EDITORIAL - behold the servant king

24 December 2015 07:36 pm

A modern thinker Eckhart Tolle, followed by millions invited his students to look at the whole of human history as if it was the history of a single individual. Then they discussed what they saw on the graph. After a sober evaluation they agreed that it looked like the life story of a severely disturbed, insane person! Unprovoked attacks by one group of people on another, murder and genocide on a mass scale, religious intolerance leading to the slaughter of thousands, planned pain, torture and enslavement inflicted by humans on other humans! Worst of all were wars, conflicts and massacres that were begun with the intention of creating a better world, a better life and a purer religion or race.

It is clear that there is a serious crisis within humanity. One part of us believes in peace, love, forgiveness, mercy and live and let live. Another part of us is convinced that violence, force, pain, brutality and the use of fear is the only way to achieve one’s own needs, desires and goals. When we come under threat, become insecure or our desire to possess or gratify ourselves becomes overwhelming, we unconsciously slip into the latter methods. That is why we need to have laws, rules, regulations, police, army, courts and jails constantly overshadowing us.

At Christmas we have the answer to this problem that the God of Christianity presents to the world. A God believed to be omnipotent or capable of anything He wishes or desires chooses a unique method to engage humanity and its internal problems. God becomes a man in Jesus Christ, small, weak and vulnerable in the hands of His creation. He chooses to love, heal, forgive, care and serve as opposed to controlling, dominating, taking revenge and subjugating others by the threat of force and violence. But what did He get in return from those who were well established and threatened by his actions? A plot and a clever ploy that led to a painful crucifixion and death. That should have been that and life should have gone on as it always had. But it did not.

How he was born, how he lived, what he lived for and how he died began to make an indelible impression in the hearts of millions. People who looked at him sensed that there was indeed another way, a better way to deal with life and the problems of life. That violence and force can be overcome and made obsolete by a small, vulnerable baby held in the arms of a poor mother.

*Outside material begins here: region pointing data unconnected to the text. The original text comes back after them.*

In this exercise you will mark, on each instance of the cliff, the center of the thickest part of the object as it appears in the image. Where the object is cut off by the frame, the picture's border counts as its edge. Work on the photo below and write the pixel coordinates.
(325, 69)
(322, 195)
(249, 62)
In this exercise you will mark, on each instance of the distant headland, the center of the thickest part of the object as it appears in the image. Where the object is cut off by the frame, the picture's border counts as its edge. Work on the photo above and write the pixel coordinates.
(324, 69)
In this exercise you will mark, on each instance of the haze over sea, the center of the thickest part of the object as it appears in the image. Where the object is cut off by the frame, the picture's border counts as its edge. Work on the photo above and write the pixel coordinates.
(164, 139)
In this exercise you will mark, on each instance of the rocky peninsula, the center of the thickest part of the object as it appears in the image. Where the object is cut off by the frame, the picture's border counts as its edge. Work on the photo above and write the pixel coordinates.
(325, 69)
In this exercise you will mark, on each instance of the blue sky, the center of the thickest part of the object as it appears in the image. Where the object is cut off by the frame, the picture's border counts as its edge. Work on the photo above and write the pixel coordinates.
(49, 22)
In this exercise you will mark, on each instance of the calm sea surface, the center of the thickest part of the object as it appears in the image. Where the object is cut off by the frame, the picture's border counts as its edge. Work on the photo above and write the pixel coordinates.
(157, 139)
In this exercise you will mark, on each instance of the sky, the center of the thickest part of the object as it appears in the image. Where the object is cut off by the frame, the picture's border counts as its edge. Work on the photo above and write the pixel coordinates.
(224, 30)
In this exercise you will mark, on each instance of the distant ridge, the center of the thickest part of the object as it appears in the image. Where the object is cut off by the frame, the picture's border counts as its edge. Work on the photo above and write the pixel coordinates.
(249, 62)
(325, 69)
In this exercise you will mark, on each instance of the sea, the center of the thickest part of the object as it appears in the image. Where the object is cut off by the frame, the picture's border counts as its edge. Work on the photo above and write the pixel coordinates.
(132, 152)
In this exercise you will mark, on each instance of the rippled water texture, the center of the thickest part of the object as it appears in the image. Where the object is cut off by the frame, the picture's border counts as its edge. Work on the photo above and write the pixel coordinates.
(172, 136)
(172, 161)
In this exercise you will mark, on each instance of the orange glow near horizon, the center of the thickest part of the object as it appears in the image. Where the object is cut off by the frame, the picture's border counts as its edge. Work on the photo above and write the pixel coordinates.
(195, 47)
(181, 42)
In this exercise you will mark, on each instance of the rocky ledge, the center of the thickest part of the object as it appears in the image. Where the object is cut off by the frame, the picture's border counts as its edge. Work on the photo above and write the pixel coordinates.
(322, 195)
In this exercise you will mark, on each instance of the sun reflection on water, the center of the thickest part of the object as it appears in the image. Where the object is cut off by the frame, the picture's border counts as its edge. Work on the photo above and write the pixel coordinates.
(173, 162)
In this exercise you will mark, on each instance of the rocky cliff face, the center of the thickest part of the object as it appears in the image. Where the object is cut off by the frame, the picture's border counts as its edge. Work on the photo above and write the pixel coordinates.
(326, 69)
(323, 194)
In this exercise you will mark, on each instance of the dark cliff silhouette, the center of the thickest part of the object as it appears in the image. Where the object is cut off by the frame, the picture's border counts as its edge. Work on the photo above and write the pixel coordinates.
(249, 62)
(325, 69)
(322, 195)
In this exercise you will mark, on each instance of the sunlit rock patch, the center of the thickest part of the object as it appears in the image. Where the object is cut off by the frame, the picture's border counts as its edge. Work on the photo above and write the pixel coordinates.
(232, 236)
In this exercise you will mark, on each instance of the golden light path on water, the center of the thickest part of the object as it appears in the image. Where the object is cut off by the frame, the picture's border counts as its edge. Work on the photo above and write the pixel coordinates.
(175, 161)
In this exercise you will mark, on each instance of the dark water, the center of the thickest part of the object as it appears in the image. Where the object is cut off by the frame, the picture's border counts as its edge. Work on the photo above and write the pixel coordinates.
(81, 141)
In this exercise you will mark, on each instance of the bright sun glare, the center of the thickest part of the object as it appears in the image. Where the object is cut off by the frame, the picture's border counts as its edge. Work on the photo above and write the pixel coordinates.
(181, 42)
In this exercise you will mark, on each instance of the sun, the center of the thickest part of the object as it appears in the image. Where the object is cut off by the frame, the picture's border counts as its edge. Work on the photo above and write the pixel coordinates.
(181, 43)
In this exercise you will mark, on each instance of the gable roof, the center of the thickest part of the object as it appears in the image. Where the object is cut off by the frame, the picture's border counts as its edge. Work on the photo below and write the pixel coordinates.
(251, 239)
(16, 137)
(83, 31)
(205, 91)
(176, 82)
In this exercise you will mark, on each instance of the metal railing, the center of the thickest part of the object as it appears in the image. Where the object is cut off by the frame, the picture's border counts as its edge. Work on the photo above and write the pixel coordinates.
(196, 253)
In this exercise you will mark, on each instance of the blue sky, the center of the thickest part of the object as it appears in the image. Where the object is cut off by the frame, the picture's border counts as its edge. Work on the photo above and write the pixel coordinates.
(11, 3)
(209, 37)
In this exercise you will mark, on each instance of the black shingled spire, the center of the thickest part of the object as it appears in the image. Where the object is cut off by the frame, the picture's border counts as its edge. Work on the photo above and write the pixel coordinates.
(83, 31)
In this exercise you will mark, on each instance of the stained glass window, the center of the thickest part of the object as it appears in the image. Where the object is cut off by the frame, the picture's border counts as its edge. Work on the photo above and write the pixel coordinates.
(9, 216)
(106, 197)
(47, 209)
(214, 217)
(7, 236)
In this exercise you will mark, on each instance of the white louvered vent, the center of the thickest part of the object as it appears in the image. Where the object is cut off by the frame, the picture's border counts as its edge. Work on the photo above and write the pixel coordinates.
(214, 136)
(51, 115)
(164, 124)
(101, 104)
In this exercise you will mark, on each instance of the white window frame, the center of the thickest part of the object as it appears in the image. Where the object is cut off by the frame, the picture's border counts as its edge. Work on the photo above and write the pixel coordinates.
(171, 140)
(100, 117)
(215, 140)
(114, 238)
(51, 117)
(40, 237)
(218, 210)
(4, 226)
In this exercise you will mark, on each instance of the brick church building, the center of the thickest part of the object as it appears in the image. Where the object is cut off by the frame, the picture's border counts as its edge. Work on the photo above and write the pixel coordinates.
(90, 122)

While violence and force capture the external human, the baby Jesus was able to capture the heart of the world and change civilization itself.

No one said it better than Napoleon Bonaparte at the end of his life after the empire he built by war and violence crumbled before his very eyes, when he asked, “Who is this man, who continues to conquer the hearts of humankind and inspire them to live and die for him so many years after he lived?”
May Christmas enkindle in us the hope that there is indeed an answer beyond violence and force and that gentleness, love and mercy will prevail in the history of humanity.